Hey! Hope you had fun at Destressor Week and all the fun events we had planned. This is Shal, for Saturdays with Shal. Today I wanted to focus on procrastination since I know this becomes everyone’s favourite word during the end of the semester. "If it’s not the due date it’s not the do date", as I’ve heard so many times. According to Seth Gillihan, a clinical assistant professor of psychology at the University of Pennsylvania, there are two main drivers for why procrastination happens: it’s going to be a pain and I’m not going to do a good job (psychologytoday.com). After all, why start something that you think is hard and you’ll do terrible at (i.e., my PSY230 paper)? But this is where you can improve, because Gillihan provides 7 steps to break procrastination habits.
1) "Create manageable pieces." So start at the start. Make a plan of how you’re going to break that big paper or studio project into smaller tasks that are easier to work with.
2) "Decide to start." Honestly, just jump right in. There’s nothing worse than being in that mindset of, “I can start this right now, but first I’m gonna relax with 1 episode of Grey’s Anatomy.” Before you know it, you’ve lost half the day because you keep putting off starting. Start now, start now!
3) "Make space.” This one is a must for us studio workers. I’m looking at you 665 dwellers! Clean up your space before you work so everything is organized and less stressful. And most importantly, CLEAN UP AFTER YOU’RE DONE!
4) "Set alarms and reminders." When we're avoiding a task, it's easy to forget to do it.
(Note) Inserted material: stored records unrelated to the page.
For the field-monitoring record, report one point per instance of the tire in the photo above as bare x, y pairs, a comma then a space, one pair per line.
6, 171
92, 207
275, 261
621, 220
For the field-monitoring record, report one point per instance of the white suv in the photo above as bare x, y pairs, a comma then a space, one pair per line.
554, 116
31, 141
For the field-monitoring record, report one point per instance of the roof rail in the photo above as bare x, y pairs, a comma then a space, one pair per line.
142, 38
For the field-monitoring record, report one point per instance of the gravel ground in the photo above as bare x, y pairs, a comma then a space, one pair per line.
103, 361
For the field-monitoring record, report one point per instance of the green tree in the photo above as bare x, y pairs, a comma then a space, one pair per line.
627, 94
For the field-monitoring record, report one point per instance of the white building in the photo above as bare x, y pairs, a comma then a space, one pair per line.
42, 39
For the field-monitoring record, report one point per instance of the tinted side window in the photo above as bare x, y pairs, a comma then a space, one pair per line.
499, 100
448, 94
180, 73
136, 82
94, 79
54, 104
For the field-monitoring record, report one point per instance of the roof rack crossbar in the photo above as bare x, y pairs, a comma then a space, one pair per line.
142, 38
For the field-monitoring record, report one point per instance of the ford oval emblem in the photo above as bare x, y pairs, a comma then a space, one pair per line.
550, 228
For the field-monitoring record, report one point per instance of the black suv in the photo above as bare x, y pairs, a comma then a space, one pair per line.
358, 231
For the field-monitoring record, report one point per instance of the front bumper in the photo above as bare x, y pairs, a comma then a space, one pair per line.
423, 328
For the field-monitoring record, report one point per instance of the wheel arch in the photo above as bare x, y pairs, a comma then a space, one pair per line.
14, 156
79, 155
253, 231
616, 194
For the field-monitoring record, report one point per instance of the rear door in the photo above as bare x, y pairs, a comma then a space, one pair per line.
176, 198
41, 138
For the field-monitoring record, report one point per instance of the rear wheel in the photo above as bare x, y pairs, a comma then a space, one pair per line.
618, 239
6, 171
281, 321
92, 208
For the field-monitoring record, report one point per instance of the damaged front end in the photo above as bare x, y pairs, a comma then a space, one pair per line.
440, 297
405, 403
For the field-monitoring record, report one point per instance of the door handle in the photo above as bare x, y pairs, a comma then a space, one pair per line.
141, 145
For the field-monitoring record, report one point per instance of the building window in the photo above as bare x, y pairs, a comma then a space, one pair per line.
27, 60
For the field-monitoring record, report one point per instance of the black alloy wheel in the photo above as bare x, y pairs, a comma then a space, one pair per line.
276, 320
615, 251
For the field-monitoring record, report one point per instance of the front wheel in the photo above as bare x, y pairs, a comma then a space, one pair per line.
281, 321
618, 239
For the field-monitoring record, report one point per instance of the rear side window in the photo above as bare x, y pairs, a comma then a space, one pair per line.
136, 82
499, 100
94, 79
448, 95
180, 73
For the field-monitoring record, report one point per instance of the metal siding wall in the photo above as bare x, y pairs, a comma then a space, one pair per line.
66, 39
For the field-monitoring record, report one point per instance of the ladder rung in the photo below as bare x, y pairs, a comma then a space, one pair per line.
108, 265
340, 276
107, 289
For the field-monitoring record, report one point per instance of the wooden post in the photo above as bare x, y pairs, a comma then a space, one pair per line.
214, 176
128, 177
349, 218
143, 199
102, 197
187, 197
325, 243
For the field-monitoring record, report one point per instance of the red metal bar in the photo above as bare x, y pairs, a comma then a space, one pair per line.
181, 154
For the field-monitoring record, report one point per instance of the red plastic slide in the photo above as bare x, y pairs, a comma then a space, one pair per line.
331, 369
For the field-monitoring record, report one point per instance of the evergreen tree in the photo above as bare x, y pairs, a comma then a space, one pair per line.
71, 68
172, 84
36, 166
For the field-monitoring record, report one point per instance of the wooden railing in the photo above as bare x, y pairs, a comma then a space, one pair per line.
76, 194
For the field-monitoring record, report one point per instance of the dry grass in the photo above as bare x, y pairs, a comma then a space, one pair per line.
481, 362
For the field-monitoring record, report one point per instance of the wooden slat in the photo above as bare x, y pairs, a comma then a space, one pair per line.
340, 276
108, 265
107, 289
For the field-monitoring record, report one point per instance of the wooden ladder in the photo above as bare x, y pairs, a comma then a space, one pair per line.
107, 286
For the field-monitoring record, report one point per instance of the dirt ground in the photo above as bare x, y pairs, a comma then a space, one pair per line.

We're much more likely to do something when we've set aside a specific time to do it and have put it in our calendar with an alarm.
5) "Build in accountability." Telling at least one person about our plan to complete a specific task by a certain date can raise our odds of doing it, if only to avoid the discomfort of being asked why we haven’t.
6) "Reward yourself." We can also motivate ourselves with small rewards for meeting a goal. The specifics will depend on the individual and might include snacks, entertainment, or socializing. All I can picture are those memes of cats being all pampered, and the meme saying, “me after a long day of doing the bare minimum.” Try not to go overboard and fall back to step 2.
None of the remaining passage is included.